With Sophie's patient instruction, Tom helped clear the man's airway and make it easier for him to breathe. He pulled off his blazer and, after several attempts, managed to rip it up and press it against the deepest patches of red. The man wasn't bleeding much anymore, but Sophie said it was a good idea to put pressure on the worst of the wounds. Besides, he really hated that blazer. Mike had gotten it for him on their third anniversary.

The glorious sound of a siren broke the tense stillness of the dead church. Relief broke like a tidal wave over Tom as a breath he hadn't realised he was holding gushed out of him.

"It's okay, man," he muttered to the unconscious man before him. "Help's here. Everything's gonna be fine."
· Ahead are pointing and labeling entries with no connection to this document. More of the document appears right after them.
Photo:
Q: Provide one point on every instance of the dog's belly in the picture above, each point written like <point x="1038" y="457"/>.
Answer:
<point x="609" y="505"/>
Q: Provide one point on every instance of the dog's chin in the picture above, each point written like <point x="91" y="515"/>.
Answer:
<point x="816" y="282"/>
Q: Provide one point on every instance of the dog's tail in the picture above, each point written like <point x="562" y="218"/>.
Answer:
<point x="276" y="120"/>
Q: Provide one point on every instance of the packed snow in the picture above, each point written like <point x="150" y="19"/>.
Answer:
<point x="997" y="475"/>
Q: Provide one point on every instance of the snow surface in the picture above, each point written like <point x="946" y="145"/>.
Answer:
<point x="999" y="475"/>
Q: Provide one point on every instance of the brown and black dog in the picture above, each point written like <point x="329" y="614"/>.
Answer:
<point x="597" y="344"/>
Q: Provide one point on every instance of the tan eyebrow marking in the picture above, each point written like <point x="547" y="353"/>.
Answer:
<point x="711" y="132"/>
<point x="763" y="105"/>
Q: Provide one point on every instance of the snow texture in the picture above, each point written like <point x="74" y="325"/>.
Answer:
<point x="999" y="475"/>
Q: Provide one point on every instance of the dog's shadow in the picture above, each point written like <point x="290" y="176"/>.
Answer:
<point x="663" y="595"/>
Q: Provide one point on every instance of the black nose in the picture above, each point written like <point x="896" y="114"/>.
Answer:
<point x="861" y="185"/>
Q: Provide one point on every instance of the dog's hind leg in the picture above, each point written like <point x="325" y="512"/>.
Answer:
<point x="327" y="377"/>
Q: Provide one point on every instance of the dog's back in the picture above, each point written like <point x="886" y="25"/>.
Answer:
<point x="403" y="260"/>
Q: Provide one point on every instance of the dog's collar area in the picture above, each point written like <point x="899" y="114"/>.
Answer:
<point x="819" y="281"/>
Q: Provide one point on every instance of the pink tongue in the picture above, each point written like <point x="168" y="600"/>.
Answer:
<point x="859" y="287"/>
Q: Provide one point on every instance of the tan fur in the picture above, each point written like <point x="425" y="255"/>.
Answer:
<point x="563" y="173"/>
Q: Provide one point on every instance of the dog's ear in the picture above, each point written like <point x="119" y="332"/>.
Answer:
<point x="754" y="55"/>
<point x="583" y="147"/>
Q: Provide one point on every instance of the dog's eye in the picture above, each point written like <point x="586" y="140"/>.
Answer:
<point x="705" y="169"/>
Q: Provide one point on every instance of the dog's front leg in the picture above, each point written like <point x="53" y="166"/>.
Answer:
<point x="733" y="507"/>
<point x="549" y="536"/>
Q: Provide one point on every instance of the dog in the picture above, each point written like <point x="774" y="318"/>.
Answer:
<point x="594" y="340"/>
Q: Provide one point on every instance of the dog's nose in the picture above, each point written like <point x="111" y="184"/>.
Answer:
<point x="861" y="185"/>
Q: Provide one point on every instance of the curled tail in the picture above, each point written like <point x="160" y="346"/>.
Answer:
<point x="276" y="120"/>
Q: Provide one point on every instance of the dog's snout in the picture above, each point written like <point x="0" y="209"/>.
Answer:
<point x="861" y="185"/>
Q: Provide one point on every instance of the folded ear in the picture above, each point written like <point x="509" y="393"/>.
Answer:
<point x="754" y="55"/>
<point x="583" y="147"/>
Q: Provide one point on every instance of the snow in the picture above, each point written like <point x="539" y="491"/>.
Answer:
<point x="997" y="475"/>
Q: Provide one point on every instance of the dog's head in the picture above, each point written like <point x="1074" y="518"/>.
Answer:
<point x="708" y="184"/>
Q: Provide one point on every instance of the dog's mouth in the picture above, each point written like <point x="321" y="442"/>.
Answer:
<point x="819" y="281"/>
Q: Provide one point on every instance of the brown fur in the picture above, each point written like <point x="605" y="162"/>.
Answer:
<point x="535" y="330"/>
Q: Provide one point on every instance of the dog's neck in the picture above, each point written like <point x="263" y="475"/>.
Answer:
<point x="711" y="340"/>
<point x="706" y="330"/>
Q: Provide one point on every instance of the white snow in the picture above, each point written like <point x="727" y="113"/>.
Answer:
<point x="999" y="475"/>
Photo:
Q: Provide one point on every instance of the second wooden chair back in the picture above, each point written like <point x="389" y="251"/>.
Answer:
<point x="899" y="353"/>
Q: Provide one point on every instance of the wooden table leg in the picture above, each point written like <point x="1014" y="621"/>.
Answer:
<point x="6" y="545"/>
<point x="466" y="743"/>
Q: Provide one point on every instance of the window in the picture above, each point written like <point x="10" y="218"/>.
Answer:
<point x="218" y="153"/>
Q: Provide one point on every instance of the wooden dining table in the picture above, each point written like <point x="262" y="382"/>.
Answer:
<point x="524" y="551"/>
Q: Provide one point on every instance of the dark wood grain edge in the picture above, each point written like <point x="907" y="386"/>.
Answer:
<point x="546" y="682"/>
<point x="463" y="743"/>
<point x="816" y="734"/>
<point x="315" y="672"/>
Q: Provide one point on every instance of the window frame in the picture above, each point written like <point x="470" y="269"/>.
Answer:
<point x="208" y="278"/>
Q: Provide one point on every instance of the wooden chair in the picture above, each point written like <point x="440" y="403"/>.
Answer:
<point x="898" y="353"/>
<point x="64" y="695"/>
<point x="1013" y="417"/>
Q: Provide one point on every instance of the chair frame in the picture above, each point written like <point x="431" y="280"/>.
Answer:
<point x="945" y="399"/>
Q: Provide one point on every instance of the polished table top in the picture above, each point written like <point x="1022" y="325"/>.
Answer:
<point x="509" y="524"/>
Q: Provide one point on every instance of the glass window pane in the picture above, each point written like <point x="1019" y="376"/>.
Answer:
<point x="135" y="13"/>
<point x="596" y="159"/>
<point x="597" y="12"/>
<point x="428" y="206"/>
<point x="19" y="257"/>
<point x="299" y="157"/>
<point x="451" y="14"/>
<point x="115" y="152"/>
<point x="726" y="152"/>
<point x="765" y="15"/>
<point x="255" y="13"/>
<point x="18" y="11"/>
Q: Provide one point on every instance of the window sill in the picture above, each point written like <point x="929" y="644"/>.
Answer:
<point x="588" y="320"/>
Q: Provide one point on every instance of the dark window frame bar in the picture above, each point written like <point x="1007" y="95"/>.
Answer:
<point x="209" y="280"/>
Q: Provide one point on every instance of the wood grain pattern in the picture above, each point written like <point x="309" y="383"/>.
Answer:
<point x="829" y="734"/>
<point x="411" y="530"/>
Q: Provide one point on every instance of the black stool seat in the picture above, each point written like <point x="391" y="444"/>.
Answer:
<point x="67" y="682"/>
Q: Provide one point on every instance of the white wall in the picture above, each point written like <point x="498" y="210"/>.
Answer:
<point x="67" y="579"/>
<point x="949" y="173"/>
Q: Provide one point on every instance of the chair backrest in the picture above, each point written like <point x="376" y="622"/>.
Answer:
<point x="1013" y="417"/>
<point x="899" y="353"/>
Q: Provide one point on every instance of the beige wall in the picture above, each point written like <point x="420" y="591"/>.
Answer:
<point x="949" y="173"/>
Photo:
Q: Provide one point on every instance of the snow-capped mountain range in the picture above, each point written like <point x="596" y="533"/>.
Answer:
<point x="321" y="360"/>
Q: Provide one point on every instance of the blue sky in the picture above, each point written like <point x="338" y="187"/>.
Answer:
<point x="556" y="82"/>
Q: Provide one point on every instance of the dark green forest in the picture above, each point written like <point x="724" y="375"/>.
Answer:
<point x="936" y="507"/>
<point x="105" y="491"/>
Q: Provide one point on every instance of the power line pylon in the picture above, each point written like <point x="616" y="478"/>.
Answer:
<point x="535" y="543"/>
Tom hated making empty promises.

The paramedics jogged in and gently shooed Tom away from the body. He watched awkwardly as they secured the man's neck in a bright red brace, questioning Tom all the while. When had he found them, what had he done, had the man woken or shown any signs of alertness ...

Once the tall man had been safely bundled into the ambulance, one of the paramedics – Katelyn – returned to manoeuvre the black-suited man into a body bag. Tom tried to help, but a squeamishness he hadn't known he'd possessed rendered him more of a hindrance than anything.

The dead man was loaded into the ambulance beside the other. A ventilator had been strapped around the unconscious man's nose and mouth and a machine in the wall beeped in time to his slow heartbeat. A squad car arrived just as the paramedics were making ready to leave. The questioning started all over again for Tom while one of the officers inspected the Camaro. He seemed unable to open the car's trunk.

Tom watched the ambulance speed off with an unpleasant squirming feeling writhe in his stomach. He was no expert, but if his years watching Grey's Anatomy and the paramedic's unnecessarily sombre expressions were anything to go by, that man, whoever he was, would not be alive much longer.